Il secondo tempo perde ritmo per il calo del Lione, che tuttavia mantiene le distanze giuste di fronte a un Barça sterile e intimidito nel suo possesso-palla, contratto anche dal timore di innescare contropiedi come quelli subiti nel primo tempo. L’orgoglio e il talento individuale permettono ai blaugrana di venire a capo di queste difficoltà, orgoglio e talento dell’eccellente Márquez che con uno dei suoi tipici tagli sul primo palo prolunga il calcio d’angolo dal quale nasce il pareggio di Henry. Il Barça resta in piedi e, nonostante tutto, pare l’unica spagnola in grado di concorrere per la vittoria finale.
Chi Patético e chi sfortunato. Non son riuscito a vedere l’Atlético (ho visto i gol, questo sì, e sembravano quasi quelli di una partita di Liga… e meno male che Pablo era migliorato nelle ultime gare…), ma credo di non essermi perso niente. Dalle cronache, pare essere stato il solito film: Atlético spezzato in due, squadra avversaria che gioca a piacimento etc… in questo senso anche un 2-2 casalingo è una benedizione per i colchoneros, capacissimi di andare al Dragão e farne due o incassarne quattro indifferentemente… vedremo che Atlético ci riserverà la Dea Bendata fra due settimane insomma.
Chi invece non meriterebbe di rientrare in un discorso di così severo rimprovero è il Villarreal, unica delle spagnole ad aver giocato a calcio ed unica a poter recriminare per la propria sorte. Gli uomini di Pellegrini hanno fatto il loro, hanno giocato il loro solito calcio, palleggio paziente ma senza soluzione di continuità, coralità, sovrapposizioni, movimenti senza palla sulla trequarti ed uno-due. Tutto bene fino al momento della conclusione, dove manca sempre qualcosa ai vari Rossi, Ibagaza e Cazorla, per il resto tanto bravi nel costruirsi le azioni.
Il primo tempo senza concretizzare una superiorità nettissima toglie un po’di tranquillità al Submarino, meno lucido e continuo nella propria azione con l’inizio della ripresa.

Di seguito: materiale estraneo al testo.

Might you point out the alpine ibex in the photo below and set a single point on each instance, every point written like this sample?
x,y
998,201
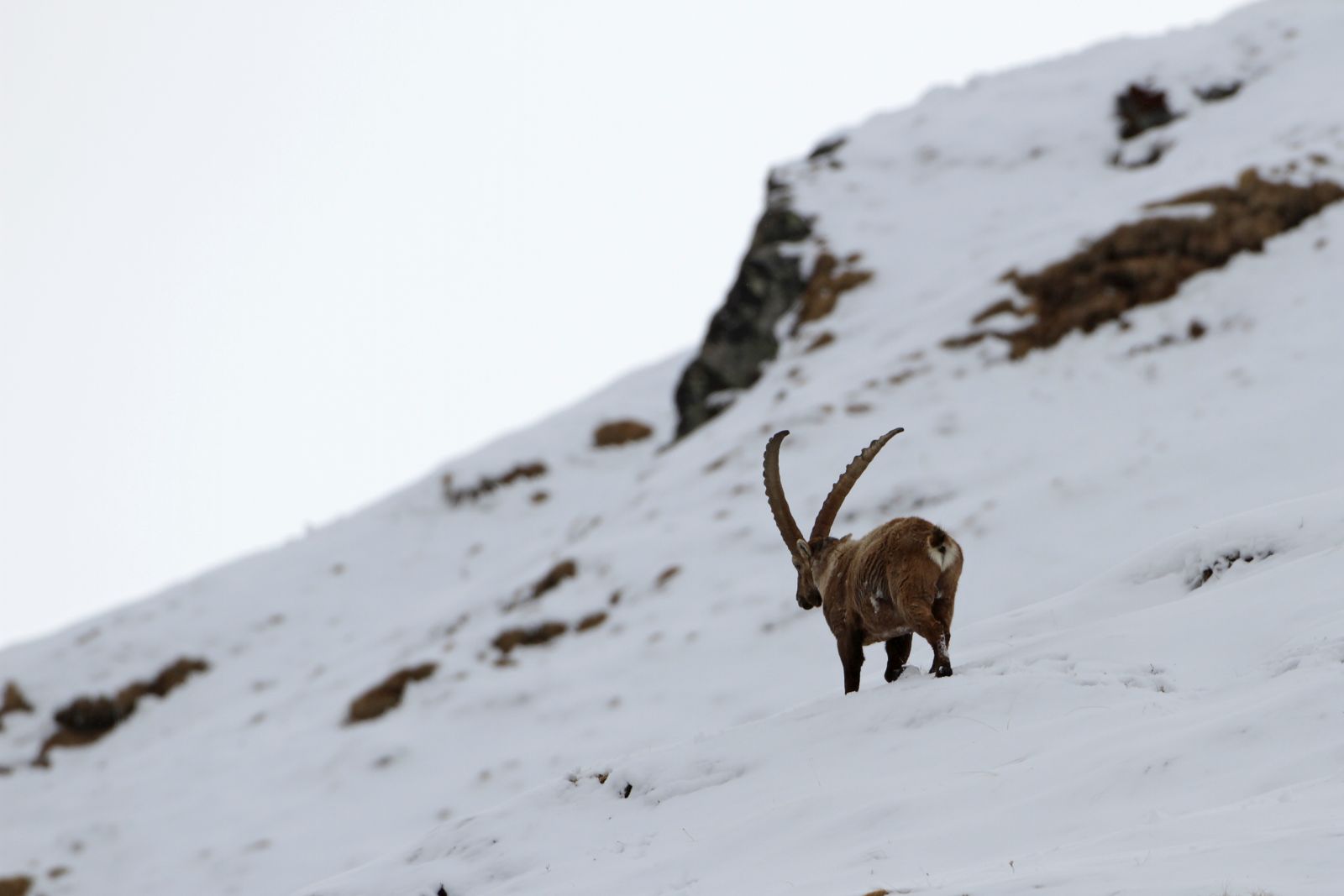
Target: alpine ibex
x,y
898,579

Qui arriva la mazzata: ci sarà pure chi sostiene i meriti del Panathinaikos, solido, concreto e blablabla, ma la verità è che col tiro da fuori di Karagounis i greci, fin lì ordinati ma non certo impenetrabili (c’è pure un cambio di modulo fra primo tempo col 5-3-1-1 e ripresa col 4-4-1-1 dopo l’ingresso di Gabriel per Goumas), vincono un terno al lotto.
La reazione del Villarreal non si fa comunque attendere, e porta al pareggio su rigore di Rossi, rigore dubbio non per il contatto fra Pires (subentrato in cabina di regia a Eguren nel massimo sforzo offensivo di Pellegrini) e Wawrzyiniak, fuori discussione, ma per una probabile precedente spinta di Rossi allo stesso terzino polacco, che sbilanciato sullo slancio aggancia Pires.

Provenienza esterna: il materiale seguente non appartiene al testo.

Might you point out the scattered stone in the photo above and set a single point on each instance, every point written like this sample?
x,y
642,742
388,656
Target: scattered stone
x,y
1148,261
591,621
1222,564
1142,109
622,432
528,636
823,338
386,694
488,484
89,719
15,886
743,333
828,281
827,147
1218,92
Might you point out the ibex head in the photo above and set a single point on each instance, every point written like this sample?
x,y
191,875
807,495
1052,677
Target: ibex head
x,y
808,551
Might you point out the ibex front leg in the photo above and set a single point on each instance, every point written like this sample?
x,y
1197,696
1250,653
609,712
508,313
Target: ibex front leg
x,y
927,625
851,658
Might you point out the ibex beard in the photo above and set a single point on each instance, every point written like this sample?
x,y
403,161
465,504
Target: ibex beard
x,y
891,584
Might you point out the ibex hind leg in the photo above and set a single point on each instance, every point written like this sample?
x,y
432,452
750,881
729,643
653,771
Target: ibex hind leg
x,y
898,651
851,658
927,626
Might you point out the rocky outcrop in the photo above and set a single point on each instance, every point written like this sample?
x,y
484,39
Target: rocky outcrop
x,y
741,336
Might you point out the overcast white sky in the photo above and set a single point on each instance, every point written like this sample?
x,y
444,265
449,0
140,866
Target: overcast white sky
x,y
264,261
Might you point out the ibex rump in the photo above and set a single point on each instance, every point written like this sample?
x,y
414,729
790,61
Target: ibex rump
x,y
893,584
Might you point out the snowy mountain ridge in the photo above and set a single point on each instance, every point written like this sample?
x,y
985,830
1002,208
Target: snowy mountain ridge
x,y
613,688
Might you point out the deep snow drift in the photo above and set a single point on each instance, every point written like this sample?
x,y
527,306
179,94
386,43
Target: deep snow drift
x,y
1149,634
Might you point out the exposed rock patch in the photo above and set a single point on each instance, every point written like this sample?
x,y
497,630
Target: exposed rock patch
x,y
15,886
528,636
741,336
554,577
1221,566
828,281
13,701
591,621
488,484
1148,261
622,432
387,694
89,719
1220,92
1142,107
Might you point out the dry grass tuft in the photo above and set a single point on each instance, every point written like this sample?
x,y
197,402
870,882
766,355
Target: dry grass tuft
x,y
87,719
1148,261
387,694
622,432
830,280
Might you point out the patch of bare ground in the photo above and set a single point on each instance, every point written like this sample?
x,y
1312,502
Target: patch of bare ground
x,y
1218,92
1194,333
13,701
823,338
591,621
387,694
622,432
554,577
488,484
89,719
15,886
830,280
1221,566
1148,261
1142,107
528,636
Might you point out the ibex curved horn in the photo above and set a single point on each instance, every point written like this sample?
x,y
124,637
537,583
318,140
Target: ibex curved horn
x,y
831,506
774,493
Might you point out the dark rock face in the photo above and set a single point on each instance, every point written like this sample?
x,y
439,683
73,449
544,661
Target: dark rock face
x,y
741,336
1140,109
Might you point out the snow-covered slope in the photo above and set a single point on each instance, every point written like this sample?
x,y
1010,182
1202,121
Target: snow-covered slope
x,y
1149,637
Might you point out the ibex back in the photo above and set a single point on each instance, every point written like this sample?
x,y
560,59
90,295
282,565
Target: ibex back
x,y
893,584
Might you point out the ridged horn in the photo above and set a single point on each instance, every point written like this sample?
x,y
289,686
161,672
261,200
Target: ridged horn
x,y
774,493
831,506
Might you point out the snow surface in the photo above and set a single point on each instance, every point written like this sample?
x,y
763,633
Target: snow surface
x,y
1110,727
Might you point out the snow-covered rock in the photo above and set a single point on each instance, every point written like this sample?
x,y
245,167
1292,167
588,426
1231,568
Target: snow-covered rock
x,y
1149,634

Pareggio meritatissimo comunque, ma il Submarino non riesce ad andare oltre, in un finale nel quale ammassa giocatori nell’area avversaria ma non trova il gol da fuori con Rossi e Cazorla. Fattore-campo o non fattore-campo, il Villarreal deve ribadire la sua superiorità ad Atene: il gioco alla lunga dovrebbe premiare.
P.S:: Deportivo e Valencia completano il disastro. Nessuna spagnola rimane in Uefa, e siamo ai sedicesimi di finale.